Prep Time 15 minutes
Total Time 15 minutes
Servings: 4 servings
Course: Protein Salads
Cuisine: Italian
Calories: 325

Ingredients
  

For the Salad Base
  • 2 cups cooked chicken shredded (rotisserie chicken works well)
  • 1/2 cup pesto sauce homemade or store-bought
  • 2 cups mixed salad greens
  • 1/2 cup cherry tomatoes halved
  • 1/4 cup pine nuts toasted
  • 2 tablespoons Parmesan cheese freshly grated
  • Salt and freshly ground black pepper to taste
Optional Add-ins
  • 1/4 cup red onion thinly sliced
  • 1/2 cup cucumber diced
  • 1/4 cup kalamata olives pitted and halved
  • 1 ripe avocado sliced
  • 1/4 cup fresh mozzarella pearls
  • 2 tablespoons fresh basil leaves torn, for garnish
  • 1 tablespoon fresh lemon juice for brightness

Equipment

  • Large mixing bowl
  • Cutting board
  • Chef's knife
  • Serving platter
  • Salad tongs

Method
 

  1. In a medium bowl, combine the shredded chicken with pesto sauce.
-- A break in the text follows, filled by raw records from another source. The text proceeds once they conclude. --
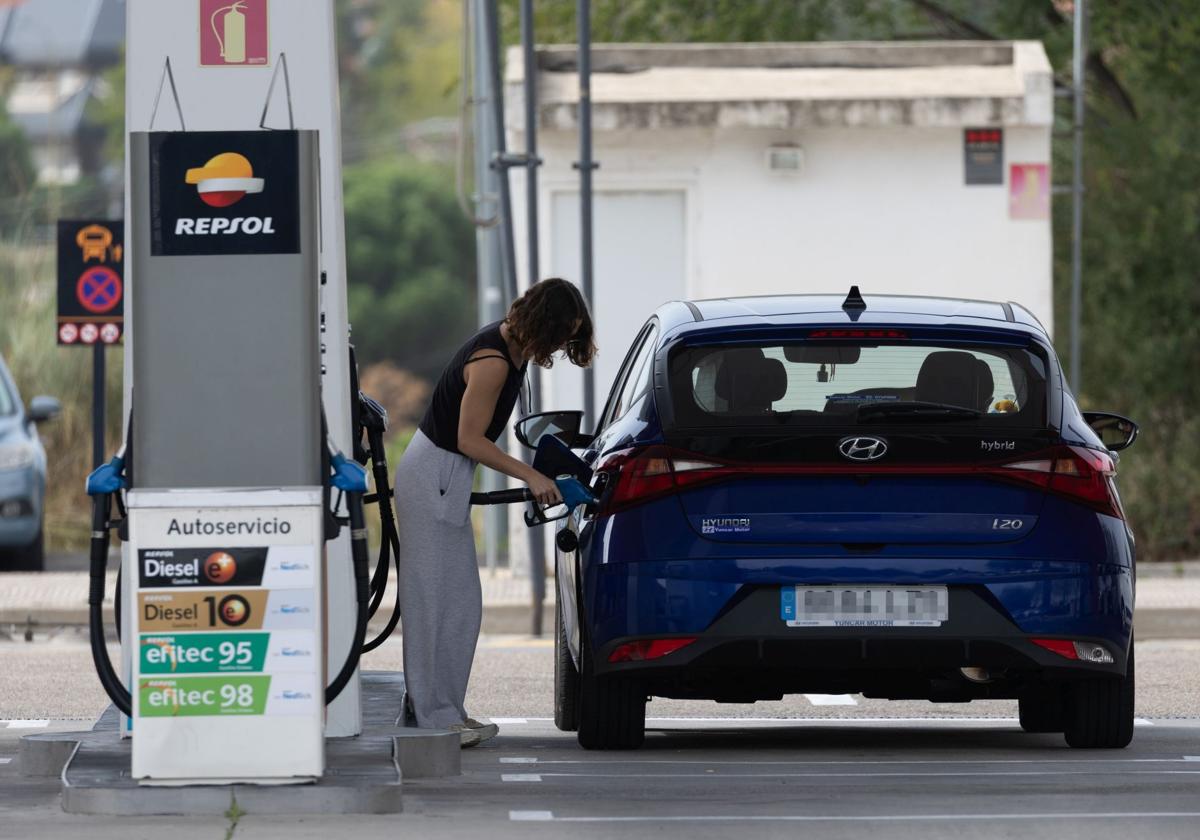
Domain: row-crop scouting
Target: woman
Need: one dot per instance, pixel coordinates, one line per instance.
(441, 594)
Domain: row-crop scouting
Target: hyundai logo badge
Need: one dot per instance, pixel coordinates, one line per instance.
(863, 448)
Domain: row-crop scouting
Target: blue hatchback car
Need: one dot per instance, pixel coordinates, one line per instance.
(22, 477)
(897, 497)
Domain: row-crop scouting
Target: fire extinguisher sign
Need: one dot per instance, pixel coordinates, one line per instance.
(234, 34)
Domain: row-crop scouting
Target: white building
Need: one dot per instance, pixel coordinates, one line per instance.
(737, 169)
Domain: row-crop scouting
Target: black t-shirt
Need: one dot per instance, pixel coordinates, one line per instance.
(441, 420)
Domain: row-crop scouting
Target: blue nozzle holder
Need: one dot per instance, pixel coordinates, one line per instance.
(349, 477)
(107, 479)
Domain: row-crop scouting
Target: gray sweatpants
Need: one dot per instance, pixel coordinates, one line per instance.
(441, 599)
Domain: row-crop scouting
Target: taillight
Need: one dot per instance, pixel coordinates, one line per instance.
(1080, 474)
(641, 475)
(648, 648)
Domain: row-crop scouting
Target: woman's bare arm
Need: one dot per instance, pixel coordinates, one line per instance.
(485, 381)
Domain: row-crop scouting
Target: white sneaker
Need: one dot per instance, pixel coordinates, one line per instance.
(486, 731)
(468, 737)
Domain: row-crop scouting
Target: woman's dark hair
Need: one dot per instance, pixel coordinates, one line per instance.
(552, 316)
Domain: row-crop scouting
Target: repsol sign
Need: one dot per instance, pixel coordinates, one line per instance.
(225, 192)
(219, 226)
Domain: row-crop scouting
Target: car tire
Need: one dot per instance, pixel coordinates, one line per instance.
(567, 678)
(1099, 712)
(31, 557)
(1042, 709)
(612, 709)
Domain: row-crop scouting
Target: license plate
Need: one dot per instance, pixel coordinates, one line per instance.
(864, 606)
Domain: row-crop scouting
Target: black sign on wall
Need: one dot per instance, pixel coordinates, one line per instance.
(983, 155)
(91, 282)
(225, 192)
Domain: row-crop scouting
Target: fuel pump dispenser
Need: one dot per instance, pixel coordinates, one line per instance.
(228, 487)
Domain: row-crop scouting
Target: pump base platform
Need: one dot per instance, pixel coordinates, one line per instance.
(363, 774)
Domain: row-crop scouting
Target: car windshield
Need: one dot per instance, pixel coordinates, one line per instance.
(847, 383)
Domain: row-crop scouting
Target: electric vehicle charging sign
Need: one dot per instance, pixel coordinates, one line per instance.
(90, 282)
(223, 193)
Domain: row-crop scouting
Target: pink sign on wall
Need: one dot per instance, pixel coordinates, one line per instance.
(1029, 191)
(233, 34)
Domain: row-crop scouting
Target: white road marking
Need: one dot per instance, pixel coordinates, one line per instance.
(855, 762)
(531, 816)
(549, 816)
(831, 700)
(826, 774)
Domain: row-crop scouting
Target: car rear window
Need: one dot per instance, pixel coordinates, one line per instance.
(813, 383)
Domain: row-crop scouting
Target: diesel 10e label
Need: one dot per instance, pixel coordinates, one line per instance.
(226, 610)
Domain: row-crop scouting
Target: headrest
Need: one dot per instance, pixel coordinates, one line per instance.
(749, 381)
(987, 385)
(954, 378)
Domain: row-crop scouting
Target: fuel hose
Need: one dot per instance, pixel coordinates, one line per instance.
(101, 510)
(359, 555)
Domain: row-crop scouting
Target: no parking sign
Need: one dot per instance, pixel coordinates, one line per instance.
(91, 283)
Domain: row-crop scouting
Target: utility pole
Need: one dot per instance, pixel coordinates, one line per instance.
(586, 166)
(528, 53)
(1079, 70)
(487, 238)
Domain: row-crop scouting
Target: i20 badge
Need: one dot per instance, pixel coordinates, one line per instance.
(863, 448)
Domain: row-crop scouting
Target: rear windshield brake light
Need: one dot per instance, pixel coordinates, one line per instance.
(858, 334)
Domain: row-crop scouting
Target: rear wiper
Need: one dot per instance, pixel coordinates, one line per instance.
(917, 411)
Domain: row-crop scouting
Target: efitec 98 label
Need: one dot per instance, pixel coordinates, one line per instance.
(202, 696)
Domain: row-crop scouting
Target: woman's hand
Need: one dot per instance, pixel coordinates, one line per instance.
(544, 490)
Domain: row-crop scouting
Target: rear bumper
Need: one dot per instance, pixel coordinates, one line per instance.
(741, 634)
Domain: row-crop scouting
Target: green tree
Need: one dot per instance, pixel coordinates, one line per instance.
(411, 264)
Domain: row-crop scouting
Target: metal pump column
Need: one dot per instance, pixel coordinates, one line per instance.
(219, 94)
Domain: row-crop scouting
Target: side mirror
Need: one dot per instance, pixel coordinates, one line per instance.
(43, 408)
(563, 425)
(1115, 431)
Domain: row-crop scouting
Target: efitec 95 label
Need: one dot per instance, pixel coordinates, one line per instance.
(202, 652)
(202, 696)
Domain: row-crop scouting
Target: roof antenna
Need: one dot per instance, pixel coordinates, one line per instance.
(855, 305)
(855, 300)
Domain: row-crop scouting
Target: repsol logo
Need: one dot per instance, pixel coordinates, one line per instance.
(214, 226)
Gently fold until the chicken is evenly coated.
  2. Wash and thoroughly dry the salad greens, then arrange them on a serving platter or individual plates.
  3. Place the pesto-coated chicken on top of the greens, distributing it evenly.
  4. Scatter the halved cherry tomatoes around the salad.
  5. Sprinkle the toasted pine nuts evenly over the salad.
  6. Finish by adding the freshly grated Parmesan cheese over the entire salad.
  7. Season with salt and freshly ground black pepper to taste.
  8. If using optional ingredients, add them now, arranging artfully across the salad.
  9. For extra freshness, add torn basil leaves and a drizzle of lemon juice just before serving.
  10. Serve immediately while the greens are crisp and flavors are at their peak.

Notes

  • For a quicker version, use rotisserie chicken and store-bought pesto.
  • Make this a complete meal by adding cooked pasta or quinoa.
  • The pesto-coated chicken can be prepared up to 2 days ahead and refrigerated.
  • For a dairy-free version, use dairy-free pesto and omit the Parmesan.
  • Store components separately for the best freshness if preparing in advance.